Abstrahując od słownictwa, głównym błędem było zaatakowanie wykonawców, podczas gdy decyzje podejmował kto inny. Owszem, powinna istnieć umowa społeczna, że nigdy nie atakuje się służb mundurowych za wykonywanie rozkazów legalnej władzy. I świat byłby milszy, gdyby w dyskursie publicznym nie używano pewnych słów.
Prywatne myśli na prywatnym koncie
Zdumiało mnie jednak zupełnie co innego – uniwersalne potępienie aktorki i przyzwolenie na to, co się z nią dalej działo. A nawet rodzaj zbiorowej satysfakcji.
Tymczasem, patrząc na zimno, wyrzucono kogoś z pracy za korzystanie z konstytucyjnie gwarantowanej wolności słowa. Barbara Kurdej-Szatan nie wypowiadała się w imieniu stacji telewizyjnej, firmy telekomunikacyjnej ani nawet w imieniu producentów serialu, w którym gra. Napisała, co myśli, na prywatnym koncie bez związku z wykonywanymi obowiązkami.

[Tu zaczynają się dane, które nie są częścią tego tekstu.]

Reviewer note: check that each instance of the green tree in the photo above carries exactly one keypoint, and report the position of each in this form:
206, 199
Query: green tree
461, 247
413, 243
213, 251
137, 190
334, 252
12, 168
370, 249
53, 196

Tymczasem z pracy zwolnił ja na Twitterze prezes Telewizji Polskiej Jacek Kurski, pisząc, że nie mieści się w aksjologii Polaka. Okazuje się, że zdaniem prezesa Kurskiego w aksjologii Polaka doskonale mieszczą się cynizm, notoryczne kłamstwo, szczucie jednych na drugich, manipulacja danymi i faktami, dążenie po trupach do celu, łamanie prawa w imię politycznego interesu mocodawców, natomiast jeden wpis w mediach społecznościowych sprawia, że specjaliści rynkowi całkiem serio debatują, czy ktoś jeszcze kiedyś znajdzie pracę w zawodzie.